MINNEAPOLIS - Mayor Betsy Hodges wasted no time in announcing her pick to run the Minneapolis Police Department in the wake of the fresh resignation of Chief Janee Harteau.
Hodges tapped Medaria Arradondo, who was just named assistant chief in April. Arradondo has been on the department since signing on as a patrol officer in 1989. He has served as a school resource officer and a northside beat officer, and has internal affairs and property-crime investigation experience. Arradondo was inspector for the 1st Precinct, deputy chief and chief of staff.
"Over the next few years, the Minneapolis Police Department will work to continue the transformational change that we all know we need, and to strengthen and ingrain into our policing the changes that we have already made," Hodges said in a statement. "I am confident that Assistant Chief Arradondo is the right person to lead us through it.
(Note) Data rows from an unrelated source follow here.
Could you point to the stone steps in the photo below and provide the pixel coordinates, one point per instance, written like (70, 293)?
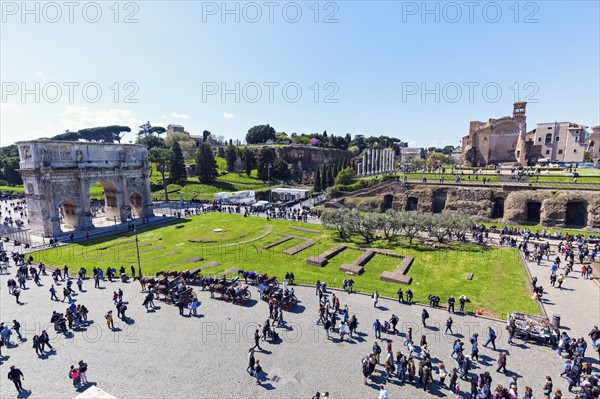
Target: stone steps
(300, 247)
(322, 260)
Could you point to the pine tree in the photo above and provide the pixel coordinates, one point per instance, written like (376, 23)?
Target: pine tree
(177, 167)
(206, 166)
(317, 178)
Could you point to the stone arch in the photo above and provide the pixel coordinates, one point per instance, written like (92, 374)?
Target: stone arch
(56, 171)
(498, 208)
(388, 200)
(439, 201)
(534, 210)
(576, 214)
(112, 204)
(70, 214)
(135, 205)
(412, 204)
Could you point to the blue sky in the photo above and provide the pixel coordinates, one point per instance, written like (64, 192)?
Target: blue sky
(362, 72)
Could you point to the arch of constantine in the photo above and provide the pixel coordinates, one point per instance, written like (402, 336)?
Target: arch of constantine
(58, 175)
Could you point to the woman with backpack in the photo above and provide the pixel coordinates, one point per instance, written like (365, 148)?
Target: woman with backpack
(75, 376)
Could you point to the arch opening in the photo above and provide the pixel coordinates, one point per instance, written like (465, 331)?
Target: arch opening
(534, 211)
(498, 208)
(135, 206)
(576, 215)
(69, 215)
(439, 202)
(387, 202)
(412, 204)
(104, 203)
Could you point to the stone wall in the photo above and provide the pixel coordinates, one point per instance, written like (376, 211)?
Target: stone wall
(479, 201)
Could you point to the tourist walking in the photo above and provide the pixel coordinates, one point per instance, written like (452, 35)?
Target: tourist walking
(15, 375)
(502, 362)
(375, 297)
(53, 296)
(83, 371)
(424, 317)
(491, 338)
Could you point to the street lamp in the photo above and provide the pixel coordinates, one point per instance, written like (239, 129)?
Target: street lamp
(137, 248)
(268, 166)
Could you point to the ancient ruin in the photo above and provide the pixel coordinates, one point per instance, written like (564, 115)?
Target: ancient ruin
(509, 204)
(57, 176)
(374, 161)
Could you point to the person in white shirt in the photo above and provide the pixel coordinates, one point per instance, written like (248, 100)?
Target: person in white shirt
(383, 393)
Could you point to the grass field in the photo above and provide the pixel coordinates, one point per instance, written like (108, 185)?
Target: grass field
(499, 283)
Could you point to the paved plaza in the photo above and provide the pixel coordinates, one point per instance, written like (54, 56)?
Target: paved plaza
(161, 354)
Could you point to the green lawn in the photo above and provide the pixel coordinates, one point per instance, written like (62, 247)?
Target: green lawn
(498, 285)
The experience of working closely with him over the past week, which has been so hard on everyone in Minneapolis, has solidified my confidence."
Medaria Arradondo is a home-grown choice, having graduated from Roosevelt High School in Minneapolis. He holds a Masters Degree in criminal justice, and is a graduate of both the Senior Management Institute for Police in Boston and the FBI National Academy in Quantico, Virginia.
A Minneapolis city councilwoman says she's had positive dealings with the mayor's pick to take over the police department, but she wonders whether it might be better to bring in an outsider.
Linea Palmisano, who represents the ward where a police officer shot an unarmed Australian woman who had called 911 last weekend, said Saturday that she's known Assistant Police Chief Medaria Arradondo for some time. She says she's relied on him to explain police initiatives and has always been impressed.
But the councilwoman says she thinks it might be too difficult for someone from within the department to make the cultural changes needed to curtail police violence.